Die zweite gezogene Konsequenz besteht aus einem ganzen Bündel von Bestimmungen und bezieht sich demgegenüber eher auf Bedingungen der Verfasstheit seines Schreibens/Sprechens. Er versucht, der DJ Culture einige spezifische künstlerische Techniken des Umgangs mit ihren konkreten Materialien Schallplatten und Samples abzuringen, um in einem zweiten Schritt hieraus gewisse Ableitungen für seinen Umgang als Schreiber mit den Materialien Text und Sprache zu entwickeln. Die hierbei vollzogene Bewegung des Denkens kann als einfache Analogisierung beschrieben werden. "Der DJ gebiert Lieder aus der Einsamkeit, der Schreiber Texte, der Denker Gedanken und Theorien. ... Dieses Buch über DJ's wird versuchen, deren euphorische Produktionsweise voller Liebe und Begeisterung auch in die eigenen Arbeit am Text zu retten." (ANM: Ulf Poschardt, DJ Culture, S. 32)

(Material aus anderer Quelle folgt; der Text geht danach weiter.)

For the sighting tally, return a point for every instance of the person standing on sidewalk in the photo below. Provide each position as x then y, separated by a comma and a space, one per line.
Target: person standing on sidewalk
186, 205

Aus der grundlegenden DJ-Technik, dem Mischen verschiedener Platten, entwickelt sich der Auftrag, mit dem Text gleichermaßen zu verfahren. "Von Adorno bis Tate kommen alle zu Wort und werden miteinander verkoppelt und vernetzt, zerstückelt und gemischt bis zur Unkenntlichkeit, aus der dann eine neue Kenntlichkeit entwächst." (ANM: Ulf Poschardt, S. 33) Einziges Kriterium, an dem sich dieses Mischen orientieren soll: die gemischten Stimmen "müssen sich also befruchten, wenn sie einander etwas sagen und nicht für sich bleiben sollen". (ANM: Ulf Poschardt, DJ Culture, S. 33)
Die DJ-Technik des Remixens, also das Neubearbeiten bereits bestehender Musikstücke, will Poschardt auf wissenschaftliche Texte anwenden, denn "auch Karl Marx oder Walter Benjamin lassen sich gut remixen. Denn ein Remix kann nicht nur die Anpassung an einen neuen Kontext gewährleisten, sondern auch die Aktualisierung eines alten (brillanten) Gedankens ermöglichen." (ANM: Ulf Poschardt, DJ Culture, S. 33)
Schließlich bleibt als dritte analogisierte Technik die Sampling-Methode. Die Handhabe von Zitaten und Gedanken in einem wissenschaftlichen Text kann hiermit ohne weiteres verglichen beziehungsweise sogar selbst als Sampling-Technik bestimmt werden.

Zusammenfassend kann gesagt werden, daß Poschardt seinen wissenschaftlichen Diskurs und dessen Gegenstand DJ-Culture als grundverschiedene Dinge situiert. Er konstatiert eine tiefe Differenz zwischen den beiden. Seine Konsequenzen hieraus bestehen in der Ableitung eines für seinen wissenschaftlichen Diskurs bestimmten Umgangs mit dem Material, der mittels einiger analogisierender Operationen aus Techniken und Praxen der DJ-Culture gewonnen wird.